The answer is 1, but we should use a more rigorous approach, such as an application of L'Hopital's Rule .

Explanation:

Let `f(x)=((ln|x|)/x)^(1/x)` (I'm assuming you meant to use the natural logarithm here, though the approach used can be easily modified to use the common logarithm).

Then `ln(f(x))=1/x * ln((ln|x|)/x)=(ln(ln|x|)-ln(x))/x`, by properties of logarithms.

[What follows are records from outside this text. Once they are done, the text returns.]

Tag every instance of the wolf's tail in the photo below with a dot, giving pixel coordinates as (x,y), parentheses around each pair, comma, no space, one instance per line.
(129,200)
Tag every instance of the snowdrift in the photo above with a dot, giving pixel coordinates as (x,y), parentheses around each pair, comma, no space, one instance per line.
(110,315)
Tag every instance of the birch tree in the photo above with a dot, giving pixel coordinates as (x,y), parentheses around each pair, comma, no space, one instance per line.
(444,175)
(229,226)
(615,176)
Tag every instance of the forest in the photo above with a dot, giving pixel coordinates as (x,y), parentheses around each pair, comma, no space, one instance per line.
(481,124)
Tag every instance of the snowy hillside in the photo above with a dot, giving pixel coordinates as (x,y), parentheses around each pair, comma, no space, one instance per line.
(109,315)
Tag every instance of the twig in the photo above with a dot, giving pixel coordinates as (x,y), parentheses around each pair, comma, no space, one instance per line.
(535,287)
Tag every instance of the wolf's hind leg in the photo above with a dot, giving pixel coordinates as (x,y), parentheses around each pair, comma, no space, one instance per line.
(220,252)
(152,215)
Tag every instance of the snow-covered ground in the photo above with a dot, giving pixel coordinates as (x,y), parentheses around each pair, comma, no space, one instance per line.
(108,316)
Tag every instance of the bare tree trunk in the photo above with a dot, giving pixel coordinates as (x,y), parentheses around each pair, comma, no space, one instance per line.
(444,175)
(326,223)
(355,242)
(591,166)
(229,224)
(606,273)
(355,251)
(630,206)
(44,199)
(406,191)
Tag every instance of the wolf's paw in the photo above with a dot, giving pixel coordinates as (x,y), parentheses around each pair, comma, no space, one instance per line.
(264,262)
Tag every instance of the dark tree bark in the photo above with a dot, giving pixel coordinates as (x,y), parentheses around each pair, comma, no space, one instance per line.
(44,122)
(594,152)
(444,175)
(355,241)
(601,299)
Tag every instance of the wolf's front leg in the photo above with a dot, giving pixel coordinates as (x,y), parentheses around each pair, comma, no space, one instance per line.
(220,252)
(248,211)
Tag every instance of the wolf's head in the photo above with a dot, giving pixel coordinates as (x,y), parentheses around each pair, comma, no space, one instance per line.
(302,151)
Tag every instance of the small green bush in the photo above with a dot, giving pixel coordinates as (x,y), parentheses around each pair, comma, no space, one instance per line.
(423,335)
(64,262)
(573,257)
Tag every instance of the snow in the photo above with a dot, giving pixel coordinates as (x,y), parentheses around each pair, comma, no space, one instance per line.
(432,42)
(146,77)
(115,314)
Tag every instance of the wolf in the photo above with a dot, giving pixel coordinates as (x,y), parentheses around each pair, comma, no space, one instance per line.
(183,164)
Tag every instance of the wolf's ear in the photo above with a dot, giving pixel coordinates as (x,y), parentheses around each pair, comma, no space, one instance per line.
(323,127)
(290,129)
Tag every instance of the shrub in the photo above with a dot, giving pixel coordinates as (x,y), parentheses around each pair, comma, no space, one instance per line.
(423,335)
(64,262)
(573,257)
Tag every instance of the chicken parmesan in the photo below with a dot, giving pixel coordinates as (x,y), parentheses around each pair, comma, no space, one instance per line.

The limit `lim_{x->infty}ln(f(x))` is thus an `infty/infty` indeterminate form , to which L'Hopital's Rule can be applied.

Since `d/dx(ln(ln|x|)-ln(x))=1/(ln|x|)*1/x-1/x` and `d/dx(x)=1`, we can say that

`lim_{x->infty}ln(f(x))=lim_{x->infty}(1/(ln|x|)*1/x-1/x)/1=0/1=0`.

The continuity of the natural log function can now be used to say that this means `ln(lim_{x->infty}f(x))=0` so that `lim_{x->infty}f(x)=e^{0}=1`.